Ottavio. Che mi comanda la signora Beatrice?
Beatrice. Venite qui, il mio caro consorte. Che cosa mai avete, che passeggiate così da voi solo?
Ottavio. Ho un flato che mi tormenta. Il moto mi fa bene.
Beatrice. Via, avete passeggiato abbastanza: sedete.
Ottavio. Sì signora; me lo dite voi, lo farò volentieri.
Beatrice. Eh!1 io penso sempre alla vostra salute, al vostro comodo, al vostro piacere.
Ottavio. Che siate benedetta! L’ora si va avanzando. Può essere che il notaio non venga altrimenti.
Beatrice. Oh, non istate ora a pensare al notaio. Se verrà, verrà; se non verrà, buon viaggio. Se non si farà stassera, si farà un’altra volta: non ci sono queste premure.
Ottavio. È vero, così diceva anch’io.
Beatrice. Che cosa volete questa sera da cena?
Ottavio. Un poco di zuppa; e se vi pare, due polpettine.
Beatrice.
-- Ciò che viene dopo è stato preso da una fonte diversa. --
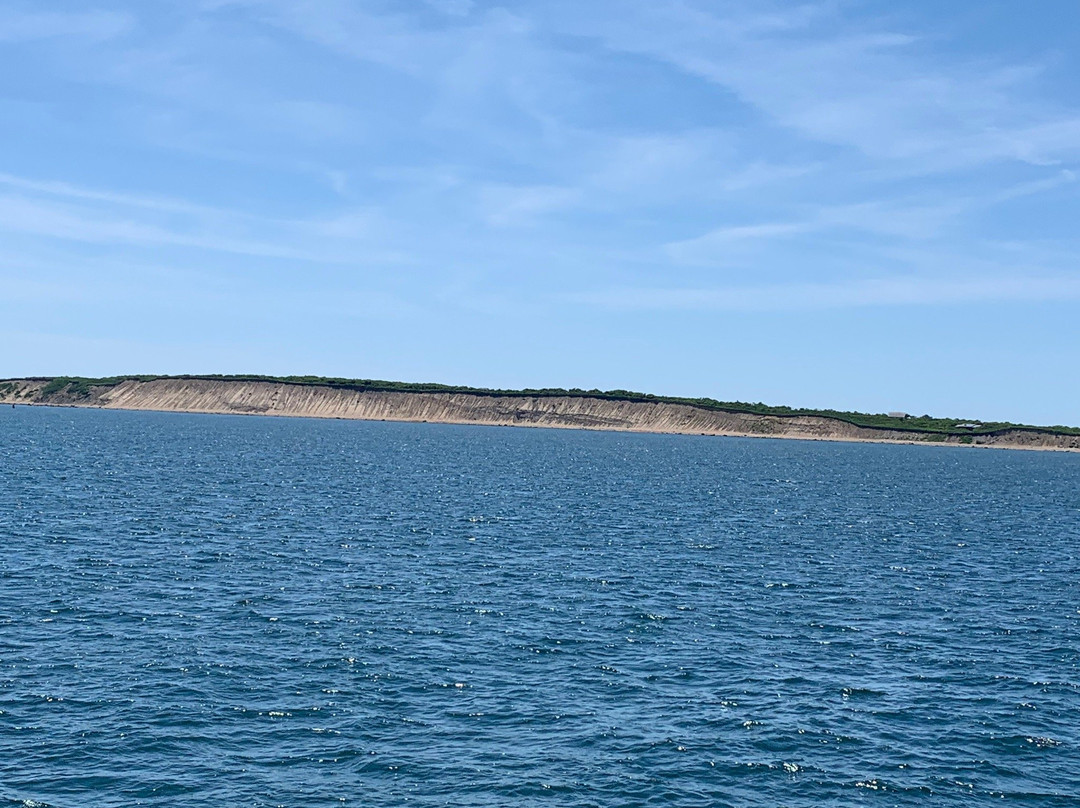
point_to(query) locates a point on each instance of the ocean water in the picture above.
(213, 610)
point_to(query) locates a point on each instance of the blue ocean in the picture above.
(215, 610)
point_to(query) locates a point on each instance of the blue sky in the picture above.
(854, 204)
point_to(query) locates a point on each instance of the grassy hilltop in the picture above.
(81, 387)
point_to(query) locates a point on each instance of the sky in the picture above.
(853, 204)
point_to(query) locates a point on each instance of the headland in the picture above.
(612, 409)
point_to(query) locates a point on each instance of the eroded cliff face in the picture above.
(265, 398)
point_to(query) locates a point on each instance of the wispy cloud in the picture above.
(22, 26)
(838, 295)
(62, 211)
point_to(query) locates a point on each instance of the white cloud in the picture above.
(900, 291)
(16, 26)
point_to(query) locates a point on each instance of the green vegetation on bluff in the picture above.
(81, 388)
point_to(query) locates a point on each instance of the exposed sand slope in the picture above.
(264, 398)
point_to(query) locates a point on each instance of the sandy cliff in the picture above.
(265, 398)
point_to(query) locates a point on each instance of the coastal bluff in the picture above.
(237, 396)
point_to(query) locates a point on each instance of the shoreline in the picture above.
(281, 400)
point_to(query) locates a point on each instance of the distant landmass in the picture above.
(603, 409)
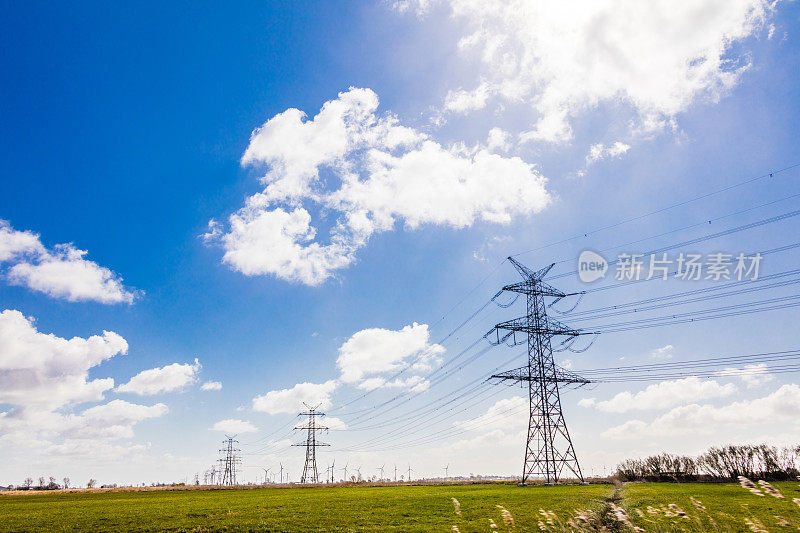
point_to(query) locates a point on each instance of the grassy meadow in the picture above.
(725, 507)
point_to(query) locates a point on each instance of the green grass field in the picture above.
(394, 508)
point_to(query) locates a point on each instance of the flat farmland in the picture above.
(647, 506)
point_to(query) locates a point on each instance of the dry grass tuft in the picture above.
(749, 485)
(769, 489)
(697, 503)
(755, 525)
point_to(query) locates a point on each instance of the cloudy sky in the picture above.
(210, 216)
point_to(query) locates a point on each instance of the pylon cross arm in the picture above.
(524, 374)
(551, 327)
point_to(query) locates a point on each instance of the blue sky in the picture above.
(124, 130)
Vi ho preparato una buona cosa.
Ottavio. Davvero!
Beatrice. Fatta colle mie mani.
Ottavio. Eh via!
Beatrice. Una torta d’erbe col latte.
Ottavio. Oh buona! L’avete fatta voi?
Beatrice. Io.
Ottavio. Oh, sarà pur buona!
- ↑ Così l’ediz. Zatta; Pap., Pasq. ecc. hanno: ed.